1. Overview#
When Google initially wrote Golang, it was to address the high concurrency needs of its internal business, and one of Golang's major features is high concurrency. This article introduces the principles, concepts, and technical points related to Golang's high concurrency.
I will first introduce some concepts, such as: parallelism and concurrency, processes, threads, and goroutines, along with their differences. Then I will introduce goroutines and channels in Golang, which are key to implementing high concurrency in Golang. I will also discuss select, timers, runtime, and synchronization locks, and finally introduce the concurrency advantages of Go, its concurrency model, and Go's scheduler.
2. Parallelism and Concurrency#
If you have studied operating systems, you should be familiar with parallelism and concurrency.
At the same time, multiple instructions are executed simultaneously on multiple processors.
In the same moment, only one instruction can be executed, but multiple process instructions are quickly rotated (different rotation algorithms apply based on different situations).
Differences between parallelism and concurrency:
- Parallelism exists in multi-processor systems, while concurrency can exist in both single-processor and multi-processor systems.

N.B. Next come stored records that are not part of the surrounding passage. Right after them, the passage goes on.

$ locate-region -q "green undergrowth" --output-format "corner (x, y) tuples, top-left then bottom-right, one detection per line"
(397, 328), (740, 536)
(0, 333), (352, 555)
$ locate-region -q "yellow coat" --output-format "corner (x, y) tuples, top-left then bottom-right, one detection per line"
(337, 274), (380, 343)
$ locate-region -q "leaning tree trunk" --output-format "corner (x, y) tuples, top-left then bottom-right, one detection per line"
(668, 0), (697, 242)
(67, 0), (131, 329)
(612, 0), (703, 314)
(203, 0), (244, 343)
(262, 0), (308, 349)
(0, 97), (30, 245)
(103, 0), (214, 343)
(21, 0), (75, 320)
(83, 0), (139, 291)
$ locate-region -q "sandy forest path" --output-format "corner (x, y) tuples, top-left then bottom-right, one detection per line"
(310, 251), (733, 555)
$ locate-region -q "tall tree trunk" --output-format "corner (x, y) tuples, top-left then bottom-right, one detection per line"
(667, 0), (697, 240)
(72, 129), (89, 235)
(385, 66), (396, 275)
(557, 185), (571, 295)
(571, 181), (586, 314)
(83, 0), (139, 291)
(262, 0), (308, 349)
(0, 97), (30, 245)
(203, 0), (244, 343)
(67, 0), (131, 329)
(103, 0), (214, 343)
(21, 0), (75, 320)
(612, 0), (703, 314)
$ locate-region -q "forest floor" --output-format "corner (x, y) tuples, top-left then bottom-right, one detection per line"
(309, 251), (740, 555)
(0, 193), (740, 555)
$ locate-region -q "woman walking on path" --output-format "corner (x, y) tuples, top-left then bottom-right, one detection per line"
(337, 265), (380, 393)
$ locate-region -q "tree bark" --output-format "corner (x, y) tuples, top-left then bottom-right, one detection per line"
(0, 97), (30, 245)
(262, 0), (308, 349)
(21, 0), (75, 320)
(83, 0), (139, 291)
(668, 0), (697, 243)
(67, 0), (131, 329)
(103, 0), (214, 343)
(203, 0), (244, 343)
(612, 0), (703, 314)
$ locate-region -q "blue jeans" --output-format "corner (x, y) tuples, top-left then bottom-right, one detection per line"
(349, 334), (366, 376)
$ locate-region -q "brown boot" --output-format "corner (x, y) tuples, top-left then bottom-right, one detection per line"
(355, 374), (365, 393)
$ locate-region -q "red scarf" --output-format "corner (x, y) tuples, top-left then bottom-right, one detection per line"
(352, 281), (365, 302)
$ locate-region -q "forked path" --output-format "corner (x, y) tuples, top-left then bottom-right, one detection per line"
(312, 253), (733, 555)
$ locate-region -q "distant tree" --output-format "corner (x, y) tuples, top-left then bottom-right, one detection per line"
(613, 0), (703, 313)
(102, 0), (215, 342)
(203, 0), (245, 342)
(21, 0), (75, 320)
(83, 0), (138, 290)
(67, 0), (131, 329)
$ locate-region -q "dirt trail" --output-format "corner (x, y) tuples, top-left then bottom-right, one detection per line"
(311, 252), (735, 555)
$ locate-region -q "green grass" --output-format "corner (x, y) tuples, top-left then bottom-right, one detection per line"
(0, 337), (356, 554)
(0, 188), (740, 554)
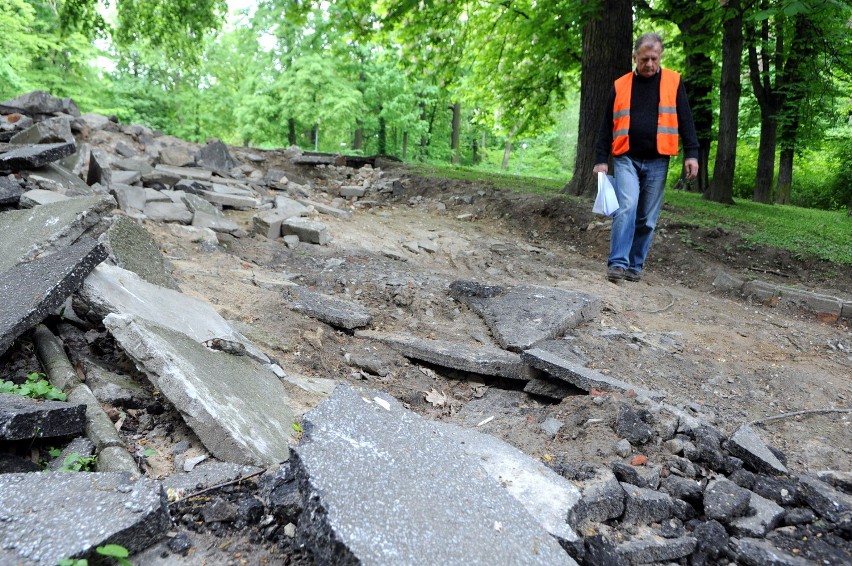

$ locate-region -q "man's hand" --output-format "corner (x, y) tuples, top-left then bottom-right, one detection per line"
(683, 158), (698, 179)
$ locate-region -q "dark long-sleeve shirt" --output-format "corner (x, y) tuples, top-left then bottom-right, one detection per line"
(595, 69), (698, 163)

- Parallelism requires the program to execute multiple operations simultaneously, while concurrency only requires the program to pretend to execute multiple operations simultaneously (executing one operation per time slice, then rotating through multiple operations).
3. Processes, Threads, Goroutines#
A process is an execution environment that contains computer instructions, user data, and system data, as well as other types of resources it is allowed to acquire.
Threads are smaller and lighter entities compared to processes. A thread is created by a process and contains its own control flow and stack. The difference between processes and threads is that a process is an executing binary file, while a thread is a subset of a process.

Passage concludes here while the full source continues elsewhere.